Без всякой связи будто с его размышлениями складывались сами собой в голове строчки:
…Значит, вновь со мной
На этом свете
Вдовьи слёзы
И сиротский плач.
Всё — моё…
И бродит по планете
Прошлых лет и будущих
Палач.
Я иду сквозь годы,
Как сквозь плети,
В седине,
Как в пепле и золе…
Но это всё не то, не то, мучительно думал он. А если то, не найден пока тот единственно возможный и необходимый для этого стихотворения художественный ряд, тот самый ключ, который повернёшь — и войдёшь в свой стих, как в свой дом, в свою комнату, где всё знакомо и всё необходимо. А потом туда будут входить и входить другие люди, и каждый будет поражаться этой красотой и гармонией, очищаться высокими мыслями, заложенными в произведении.
Но ключа не было, и снова обрывки бумаги летели под стол. Утром, как всегда, Анна привычно выгребала их оттуда.
Однажды на скомканном обрывке бумаги она прочла:
…Ты прости,
Что я тебя придумал,
Ты меня, пожалуйста, прости…
Ни весной, ни осенью угрюмой,
Видно, не найти к тебе пути…
Анна вздохнула, разгладила бумажный обрывок и зачем-то положила в карман фартука.
А когда Дмитрий в тот день молчаливо, как всегда, заканчивал завтрак, она, желая как-то облегчить сыну его многолетнюю боль и в то же время боясь причинить ещё большую, негромко сказала:
— Сынок… А может, ты её и вправду придумал?
Дмитрий понял, о чём она говорит.
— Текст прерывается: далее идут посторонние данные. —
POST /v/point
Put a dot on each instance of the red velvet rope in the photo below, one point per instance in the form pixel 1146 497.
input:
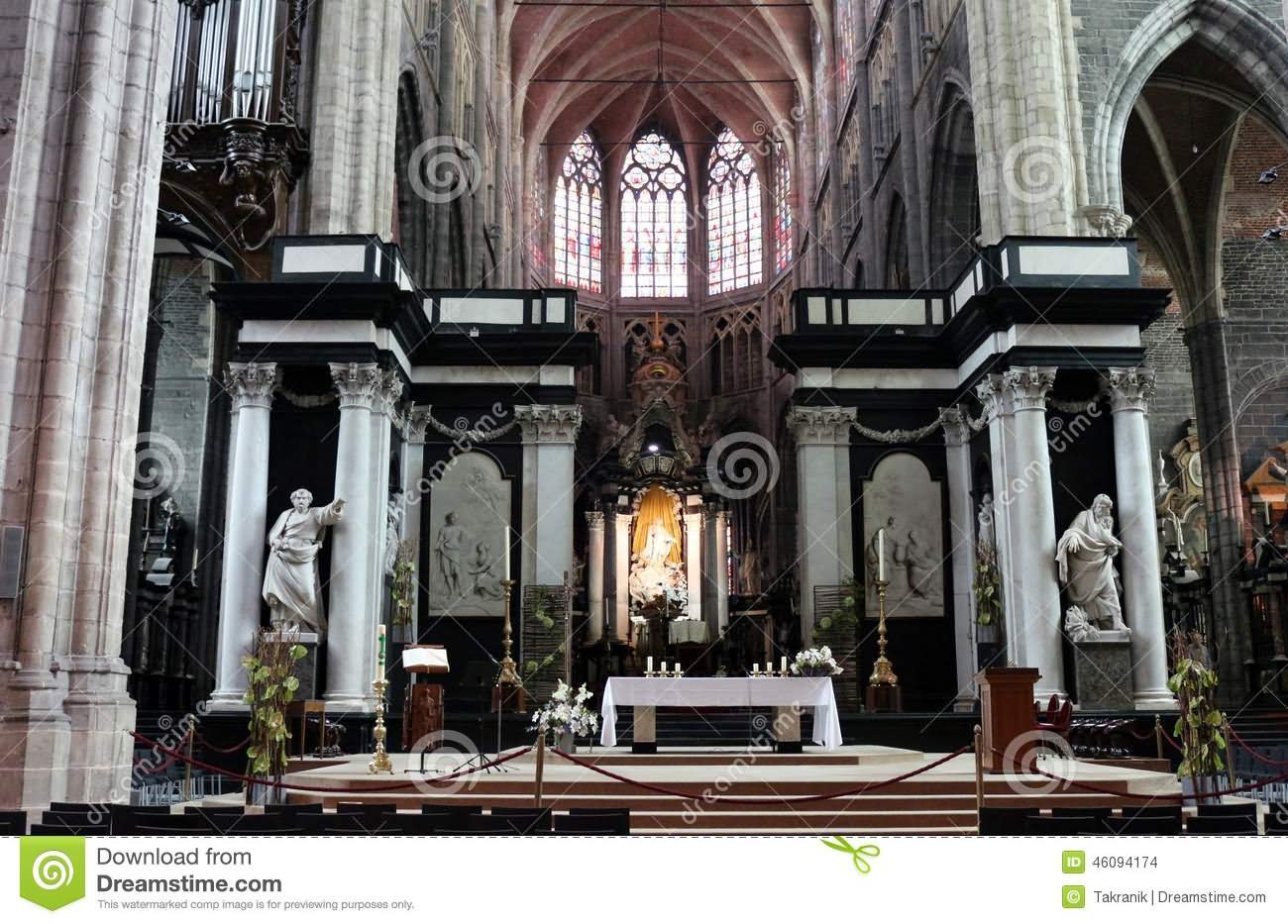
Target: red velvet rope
pixel 275 784
pixel 1257 755
pixel 734 800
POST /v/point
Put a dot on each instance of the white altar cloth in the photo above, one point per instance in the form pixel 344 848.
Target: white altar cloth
pixel 812 692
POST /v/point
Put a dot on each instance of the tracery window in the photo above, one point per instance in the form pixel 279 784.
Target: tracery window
pixel 579 215
pixel 734 228
pixel 655 220
pixel 782 207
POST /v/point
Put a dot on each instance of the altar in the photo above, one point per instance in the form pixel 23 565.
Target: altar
pixel 781 692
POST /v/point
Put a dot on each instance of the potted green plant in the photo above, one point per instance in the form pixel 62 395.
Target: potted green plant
pixel 270 684
pixel 1198 727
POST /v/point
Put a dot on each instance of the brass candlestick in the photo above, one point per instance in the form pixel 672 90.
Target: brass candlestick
pixel 507 673
pixel 380 762
pixel 883 670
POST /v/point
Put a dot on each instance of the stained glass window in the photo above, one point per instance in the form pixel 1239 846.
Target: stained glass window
pixel 782 209
pixel 655 220
pixel 579 213
pixel 734 231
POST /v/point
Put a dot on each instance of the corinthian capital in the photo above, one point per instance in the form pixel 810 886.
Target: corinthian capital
pixel 549 422
pixel 1028 386
pixel 356 383
pixel 252 385
pixel 820 426
pixel 1129 389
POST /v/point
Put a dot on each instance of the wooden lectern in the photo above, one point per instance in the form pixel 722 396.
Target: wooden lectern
pixel 423 713
pixel 1006 712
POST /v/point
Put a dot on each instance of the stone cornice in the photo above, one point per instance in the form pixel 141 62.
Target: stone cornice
pixel 822 426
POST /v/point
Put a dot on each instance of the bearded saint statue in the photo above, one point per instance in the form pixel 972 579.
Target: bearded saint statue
pixel 291 585
pixel 1085 557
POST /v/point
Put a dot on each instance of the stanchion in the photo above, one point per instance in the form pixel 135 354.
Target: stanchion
pixel 979 774
pixel 541 766
pixel 1229 752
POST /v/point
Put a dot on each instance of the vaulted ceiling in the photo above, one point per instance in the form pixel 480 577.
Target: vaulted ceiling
pixel 739 64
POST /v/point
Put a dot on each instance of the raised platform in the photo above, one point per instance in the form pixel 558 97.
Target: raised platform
pixel 940 800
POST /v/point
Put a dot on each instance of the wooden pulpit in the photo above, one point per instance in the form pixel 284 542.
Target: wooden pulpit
pixel 423 712
pixel 1006 712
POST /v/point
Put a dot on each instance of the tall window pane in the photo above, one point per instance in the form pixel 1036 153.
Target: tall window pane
pixel 579 213
pixel 734 229
pixel 782 209
pixel 655 222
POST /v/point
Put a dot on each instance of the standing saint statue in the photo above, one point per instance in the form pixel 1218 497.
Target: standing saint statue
pixel 1086 559
pixel 292 588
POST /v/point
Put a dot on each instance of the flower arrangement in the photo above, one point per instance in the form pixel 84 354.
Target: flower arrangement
pixel 566 713
pixel 815 663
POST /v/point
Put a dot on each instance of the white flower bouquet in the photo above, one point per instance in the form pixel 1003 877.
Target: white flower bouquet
pixel 567 713
pixel 815 663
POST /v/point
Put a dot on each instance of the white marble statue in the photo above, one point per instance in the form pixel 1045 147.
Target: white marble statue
pixel 292 588
pixel 1086 559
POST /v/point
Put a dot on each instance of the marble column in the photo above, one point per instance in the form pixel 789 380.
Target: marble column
pixel 694 559
pixel 349 671
pixel 619 555
pixel 241 584
pixel 549 444
pixel 961 523
pixel 593 575
pixel 825 545
pixel 1030 528
pixel 1129 391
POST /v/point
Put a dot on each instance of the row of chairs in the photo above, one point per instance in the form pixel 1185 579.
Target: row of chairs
pixel 1236 819
pixel 309 819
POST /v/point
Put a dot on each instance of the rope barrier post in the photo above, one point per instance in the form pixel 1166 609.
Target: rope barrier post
pixel 541 762
pixel 979 776
pixel 187 765
pixel 1229 752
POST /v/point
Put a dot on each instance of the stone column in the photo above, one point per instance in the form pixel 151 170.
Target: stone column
pixel 619 604
pixel 246 529
pixel 1030 528
pixel 825 545
pixel 593 575
pixel 694 559
pixel 549 442
pixel 961 520
pixel 1129 391
pixel 349 671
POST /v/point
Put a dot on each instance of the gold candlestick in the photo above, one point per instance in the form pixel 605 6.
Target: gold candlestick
pixel 507 671
pixel 883 670
pixel 380 762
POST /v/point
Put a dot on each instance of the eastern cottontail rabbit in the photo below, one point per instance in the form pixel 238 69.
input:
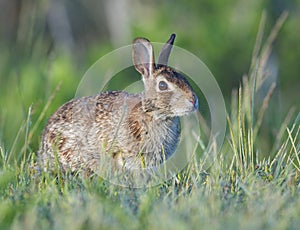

Он отвернулся к окну, долго глядел на облитые жёлтым пламенем берёзы, росшие вдоль улицы. Он хотел вроде и что-то сказать, но так и не сказал. Вместо этого он резко поднялся и чуть побледнел.
— Что? — тревожно спросила мать.
— Не знаю. Почтальон…
Анна глянула в окно, увидела идущую по двору почтальоншу с сумкой. Сумка, как обычно, висела у неё за спиной, а в руке она держала конверт.
— От Андрюшеньки с Раей, — сказала Анна спокойно и уверенно, потому что больше ни от кого писем не получала. Сказала и вышла навстречу почтальонше. И через какие-то секунды оттуда, из-за дверей, закричала испуганно и торопливо: — Сыно-ок! Дима-а!
И тут же, отмахнув дверь, появилась в комнате, растерянная и смятенная. Дмитрий стоял на том же месте, недвижимый.
— Сынок… — И протянула ему конверт. — От неё. Из Винницы…
С места он двинуться не мог, ноги его словно приросли к полу. В лице его не было теперь ни кровинки.
Пошатываясь, Анна прошла по комнате. Она шла к нему, но Дмитрий смотрел не на мать, а только на конверт, который мать несла в руках.
Она молча протянула ему конверт. Но вместо того чтобы взять его, он сделал шаг назад.
Анна положила письмо на стол. Затем качнулась к сыну, припала к его груди и зарыдала, как от неизбывного горя. Дмитрий одной рукой поддерживал мать, а другой поглаживал её по плечу.
Конверт голубым пятном выделялся на столе и резал Дмитрию глаза.
Успокоившись, Анна проговорила:
— Только сейчас, сынок, я поняла твою любовь… Только сейчас вот… до конца. И какой ты сам! Ну, читай.
— Не могу, мама, — проговорил он еле слышно.
— Дурачок… Это хорошее письмо, я материнским чутьём чувствую. Иначе бы зачем она его стала писать? Через столько-то лет?! Зачем?
— Вот потому и страшно.
Они ещё помолчали. А потом она сказала:
— Тогда я сама.
Она хотела взять письмо, протянула к нему руку.
— Мама! — вскричал он умоляюще, опередил её, схватил конверт. — Не надо…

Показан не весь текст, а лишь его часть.